花精来香(後編)

 

「鳥辺野に子どもが?」

邸に戻った泰明は、晴明に部屋着に着替えさせられながら、鳥辺野でのことを報告した。

表が蘇芳色、裏が紅の紅躑躅の襲色目の狩衣を華奢な身体に着付けながら、晴明は考え深げに言葉を紡ぐ。

「子どもが縋っていたのは、母親かも知れぬな。また、言葉が通じなかったということは、大陸からの渡来人か…?」

「渡来人…青陽(せいよう)や麦秋(ばくしゅう)と同じか」

青陽と麦秋は、安部邸に仕える式神の名である。

彼らはの故郷は、海を渡った先の大陸の、遥か遠方の地だった。

そのことを証明するように、彼らの髪や目、そして肌も、京の人々とは違う色彩を纏っていた。

「私の予想だがな。しかし、我々と外見的な違いがさほどないなら、大陸とは言っても、海を渡ってすぐの程近い国からやってきたのだろう」

指貫を穿いた上からでも尚細く見える腰に、帯をしっかりと締め、白い単の襟を整えた晴明は、今度は泰明を近くの円座に座らせた。

その後ろに腰を下ろして、結い上げている翡翠色の髪を解き、梳き櫛で丁寧に髪をくしけずりながら、言葉を続ける。

「恐らく、傀儡か猿楽か…芸能民の一座に加わって漂泊していたのだろう。

そうして、京に辿り着いてすぐ、母親が病か何かで力尽きた…といったところか…だとしたら、哀れなものだな。

鳥辺野に葬送されたのだけが唯一の救いか…」

旅人や身寄りのない者、身分の低い者などは、通りの隅に遺骸を放置されることも少なくない。

「母親の傍にいたいというその子どもの気持ちも分からぬではないが…

このまま誰も迎えにいってやらぬのなら、その子どももまた、死ぬしかない」

そう話しながら、晴明は梳き整えて、更に滑らかな艶を増した泰明の髪を、背の半ば辺りで襲の色に合わせた組紐で纏める。

「それが子どもの望みではないのか?」

淡々とした泰明の問いに、晴明は僅かに苦笑する。

「そうとも限らぬ。
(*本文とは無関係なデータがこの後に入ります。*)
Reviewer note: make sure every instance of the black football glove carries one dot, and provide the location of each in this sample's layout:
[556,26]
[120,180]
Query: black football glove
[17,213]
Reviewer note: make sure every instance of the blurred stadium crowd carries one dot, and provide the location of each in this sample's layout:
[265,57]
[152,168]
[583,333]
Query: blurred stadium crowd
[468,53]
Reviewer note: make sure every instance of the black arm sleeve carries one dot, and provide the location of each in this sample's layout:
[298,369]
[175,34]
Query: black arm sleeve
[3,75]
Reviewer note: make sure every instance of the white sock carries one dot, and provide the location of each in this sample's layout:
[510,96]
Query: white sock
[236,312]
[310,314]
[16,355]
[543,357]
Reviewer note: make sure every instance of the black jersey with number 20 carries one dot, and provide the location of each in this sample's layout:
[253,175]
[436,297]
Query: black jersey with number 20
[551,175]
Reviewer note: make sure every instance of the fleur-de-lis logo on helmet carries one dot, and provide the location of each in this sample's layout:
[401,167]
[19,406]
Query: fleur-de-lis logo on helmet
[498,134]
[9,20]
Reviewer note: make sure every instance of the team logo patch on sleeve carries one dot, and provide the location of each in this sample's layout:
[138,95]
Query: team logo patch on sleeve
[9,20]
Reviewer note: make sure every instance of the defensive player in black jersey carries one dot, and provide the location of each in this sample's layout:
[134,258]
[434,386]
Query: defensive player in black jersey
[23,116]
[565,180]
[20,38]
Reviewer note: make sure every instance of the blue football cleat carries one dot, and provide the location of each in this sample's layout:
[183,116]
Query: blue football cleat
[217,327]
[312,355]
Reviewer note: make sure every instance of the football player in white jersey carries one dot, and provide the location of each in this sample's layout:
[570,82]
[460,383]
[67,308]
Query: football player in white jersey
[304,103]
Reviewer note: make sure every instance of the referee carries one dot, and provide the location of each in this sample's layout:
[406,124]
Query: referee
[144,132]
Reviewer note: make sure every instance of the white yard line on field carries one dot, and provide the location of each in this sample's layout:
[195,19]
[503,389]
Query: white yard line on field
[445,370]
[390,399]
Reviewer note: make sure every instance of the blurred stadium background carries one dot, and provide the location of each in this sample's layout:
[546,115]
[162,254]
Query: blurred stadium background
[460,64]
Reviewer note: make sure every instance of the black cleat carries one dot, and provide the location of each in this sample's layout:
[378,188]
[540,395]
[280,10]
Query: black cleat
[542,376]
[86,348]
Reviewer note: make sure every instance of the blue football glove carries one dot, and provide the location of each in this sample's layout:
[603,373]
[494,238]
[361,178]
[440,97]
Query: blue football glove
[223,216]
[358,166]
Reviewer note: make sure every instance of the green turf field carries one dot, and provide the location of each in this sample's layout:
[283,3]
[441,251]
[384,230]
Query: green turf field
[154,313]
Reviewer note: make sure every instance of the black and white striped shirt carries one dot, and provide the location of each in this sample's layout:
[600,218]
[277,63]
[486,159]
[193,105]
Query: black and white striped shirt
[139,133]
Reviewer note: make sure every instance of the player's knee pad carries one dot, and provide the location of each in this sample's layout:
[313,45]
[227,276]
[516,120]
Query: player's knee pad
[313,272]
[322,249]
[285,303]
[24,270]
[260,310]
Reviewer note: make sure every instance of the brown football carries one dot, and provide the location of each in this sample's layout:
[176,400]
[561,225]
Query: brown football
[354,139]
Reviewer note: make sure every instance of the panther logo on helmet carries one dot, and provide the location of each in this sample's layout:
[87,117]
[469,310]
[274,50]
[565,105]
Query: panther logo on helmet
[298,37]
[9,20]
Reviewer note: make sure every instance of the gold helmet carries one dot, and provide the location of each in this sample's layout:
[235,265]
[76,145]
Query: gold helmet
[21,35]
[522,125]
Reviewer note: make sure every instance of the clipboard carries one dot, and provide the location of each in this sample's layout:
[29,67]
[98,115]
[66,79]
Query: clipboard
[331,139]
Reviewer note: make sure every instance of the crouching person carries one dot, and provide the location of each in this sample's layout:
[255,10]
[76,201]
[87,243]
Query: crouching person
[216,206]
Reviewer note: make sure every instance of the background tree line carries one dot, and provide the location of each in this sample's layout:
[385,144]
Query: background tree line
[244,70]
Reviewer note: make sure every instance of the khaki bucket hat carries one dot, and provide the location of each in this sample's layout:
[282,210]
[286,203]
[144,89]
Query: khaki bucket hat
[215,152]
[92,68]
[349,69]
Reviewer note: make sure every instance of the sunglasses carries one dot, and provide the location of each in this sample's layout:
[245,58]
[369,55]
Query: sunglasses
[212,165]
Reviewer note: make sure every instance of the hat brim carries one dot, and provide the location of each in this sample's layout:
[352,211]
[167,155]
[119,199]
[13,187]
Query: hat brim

さ、終わりだ。立っても良いぞ」

そうして、素直に立ち上がった泰明の細い肩を捉え、身体ごと振り向かせると、全身を眺め、満足気に笑う。

「うむ。可愛いぞ!此度も完璧だな。お前は美しい故、何でも似合うな。こちらも着飾らせ甲斐があるというものだ」

本来、服の着付けや髪の手入れなどは、泰明自身、或いは邸の女房のするべきことで、

泰明の師匠であり、邸の主である晴明がやることでは断じてない。

しかし、晴明は好きでやっていることだと言って憚らない。

泰明も一度だけ己の身支度は己ですると晴明に意見したことがあったのだが、

老い先短い年寄りの楽しみを奪うつもりかと大いに嘆かれてしまい、結局晴明の好きなようにさせることにしたのだった。

「……」

満面に笑みを湛えて、悦に入る晴明に、泰明はぺこりと頭を下げた。

そんな泰明の頭を軽く撫で、晴明は話の続きを口にした。

「その子どもが気になるのなら、明日もう一度鳥辺野に行ってみると良い。ああ、それと…」

晴明は手を叩いて、式神の青陽を呼び出し、何かを言付ける。

仮面を付けているとは思えぬほど素早く身を翻した青陽は、間もなく幾つかの巻子本、冊子本を携えて戻ってくる。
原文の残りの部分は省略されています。